Thanks for the all the examples. They are very useful references.

Maybe to me, these examples seem more of outliers than actual achievable positions that say, if you were to work hard 10x, 20x years, you have a 30-50% chance getting there. 

To someone starting out, those at the top of their careers pretty much always look like outliers. The "pyramid" of jobs is alive and well.

For example, if you wanted to be a a general officer (a general or an admiral) in the military, going to a service academy would seem like a good route. And it is.  After all -- based on Army data -- about half of general officers are graduates of a service academy. But, of the 51,691 graduates of the Air Force Academy since its first class graduated in 1959 through 2019,  only 757 became generals. That works out to be 1.46% "outliers." (Source: https://www.usafa.af.mil/News/Article/1860921/the-breakdown-the-stats-on-the-air-force-academys-class-of-2019/)

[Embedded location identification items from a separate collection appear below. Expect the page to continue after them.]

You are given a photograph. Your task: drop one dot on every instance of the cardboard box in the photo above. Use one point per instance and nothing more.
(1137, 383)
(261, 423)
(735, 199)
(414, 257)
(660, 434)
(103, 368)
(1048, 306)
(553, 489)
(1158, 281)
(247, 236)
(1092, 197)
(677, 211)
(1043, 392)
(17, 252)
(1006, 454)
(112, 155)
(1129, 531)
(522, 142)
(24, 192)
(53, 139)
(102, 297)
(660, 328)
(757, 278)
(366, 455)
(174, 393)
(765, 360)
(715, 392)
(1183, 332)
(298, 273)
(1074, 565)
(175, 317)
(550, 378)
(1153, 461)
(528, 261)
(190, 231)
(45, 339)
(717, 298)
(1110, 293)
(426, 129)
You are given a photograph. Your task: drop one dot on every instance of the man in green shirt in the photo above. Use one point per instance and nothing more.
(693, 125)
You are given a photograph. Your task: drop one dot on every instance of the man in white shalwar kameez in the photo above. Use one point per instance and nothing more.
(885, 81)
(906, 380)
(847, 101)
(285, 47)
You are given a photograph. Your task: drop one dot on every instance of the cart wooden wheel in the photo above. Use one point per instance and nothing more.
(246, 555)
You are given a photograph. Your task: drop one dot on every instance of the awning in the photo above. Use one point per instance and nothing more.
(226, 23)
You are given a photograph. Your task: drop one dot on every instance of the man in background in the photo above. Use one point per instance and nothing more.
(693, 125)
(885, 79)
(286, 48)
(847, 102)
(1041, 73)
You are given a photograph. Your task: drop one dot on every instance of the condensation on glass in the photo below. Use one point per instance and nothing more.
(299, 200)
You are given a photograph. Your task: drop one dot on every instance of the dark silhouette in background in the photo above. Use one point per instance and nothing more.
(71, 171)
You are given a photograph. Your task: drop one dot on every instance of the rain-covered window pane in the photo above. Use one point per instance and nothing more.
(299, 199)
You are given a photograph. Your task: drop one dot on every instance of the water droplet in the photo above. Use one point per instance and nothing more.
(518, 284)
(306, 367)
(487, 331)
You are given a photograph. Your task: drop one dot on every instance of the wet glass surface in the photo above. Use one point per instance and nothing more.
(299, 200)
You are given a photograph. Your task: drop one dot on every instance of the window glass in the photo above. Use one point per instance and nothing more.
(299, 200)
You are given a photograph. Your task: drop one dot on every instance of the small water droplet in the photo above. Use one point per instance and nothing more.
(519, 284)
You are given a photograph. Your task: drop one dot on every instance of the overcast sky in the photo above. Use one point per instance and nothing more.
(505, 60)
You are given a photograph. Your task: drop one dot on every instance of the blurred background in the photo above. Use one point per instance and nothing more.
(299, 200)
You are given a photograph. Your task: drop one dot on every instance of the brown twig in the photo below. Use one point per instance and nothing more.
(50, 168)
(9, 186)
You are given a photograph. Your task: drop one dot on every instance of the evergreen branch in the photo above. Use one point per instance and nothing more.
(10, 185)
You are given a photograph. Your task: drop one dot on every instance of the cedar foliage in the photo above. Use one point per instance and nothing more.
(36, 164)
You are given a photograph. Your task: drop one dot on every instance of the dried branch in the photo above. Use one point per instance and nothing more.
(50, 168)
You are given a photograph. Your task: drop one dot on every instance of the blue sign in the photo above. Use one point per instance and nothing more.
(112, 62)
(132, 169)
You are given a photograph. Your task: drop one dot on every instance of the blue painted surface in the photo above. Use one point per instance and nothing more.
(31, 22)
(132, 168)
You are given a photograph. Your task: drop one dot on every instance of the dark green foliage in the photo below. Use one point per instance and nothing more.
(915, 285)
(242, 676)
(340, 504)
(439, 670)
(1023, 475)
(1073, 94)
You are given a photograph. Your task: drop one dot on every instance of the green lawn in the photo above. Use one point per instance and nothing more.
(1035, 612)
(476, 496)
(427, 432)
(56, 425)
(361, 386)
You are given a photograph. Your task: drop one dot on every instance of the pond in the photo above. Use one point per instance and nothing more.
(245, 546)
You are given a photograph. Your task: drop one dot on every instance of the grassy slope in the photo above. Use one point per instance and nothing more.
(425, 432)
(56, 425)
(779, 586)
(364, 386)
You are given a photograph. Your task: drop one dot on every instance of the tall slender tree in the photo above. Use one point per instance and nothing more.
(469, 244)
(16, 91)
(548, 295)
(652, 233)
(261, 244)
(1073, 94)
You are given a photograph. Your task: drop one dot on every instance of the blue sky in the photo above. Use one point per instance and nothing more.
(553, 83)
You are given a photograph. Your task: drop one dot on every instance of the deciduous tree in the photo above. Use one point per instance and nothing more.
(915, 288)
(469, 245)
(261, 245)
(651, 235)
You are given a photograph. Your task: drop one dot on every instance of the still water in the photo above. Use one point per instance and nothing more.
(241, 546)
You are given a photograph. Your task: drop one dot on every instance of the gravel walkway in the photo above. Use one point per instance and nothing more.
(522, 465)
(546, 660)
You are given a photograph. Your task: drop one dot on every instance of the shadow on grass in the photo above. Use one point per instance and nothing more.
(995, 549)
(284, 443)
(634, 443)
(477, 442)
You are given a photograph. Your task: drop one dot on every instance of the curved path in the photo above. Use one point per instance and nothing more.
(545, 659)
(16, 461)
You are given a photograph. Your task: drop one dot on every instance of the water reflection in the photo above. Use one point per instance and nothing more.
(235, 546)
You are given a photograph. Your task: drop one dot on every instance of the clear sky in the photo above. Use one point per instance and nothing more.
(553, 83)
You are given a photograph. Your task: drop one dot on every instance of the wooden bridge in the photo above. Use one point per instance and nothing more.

Once upon a time, people held jobs for x years in lots of careers, but not so much anymore. As you move forward in your career, I suspect you will learn that -- in these times anyway -- advancement probably won't work that way either. What's "actual achievable" for you will be a combination of what you do, how your interests change, and some good luck along the way. 

Look closely at where people end up and where they started; I submit that -- for better or worse -- many of us turn out to be outliers in one way or another.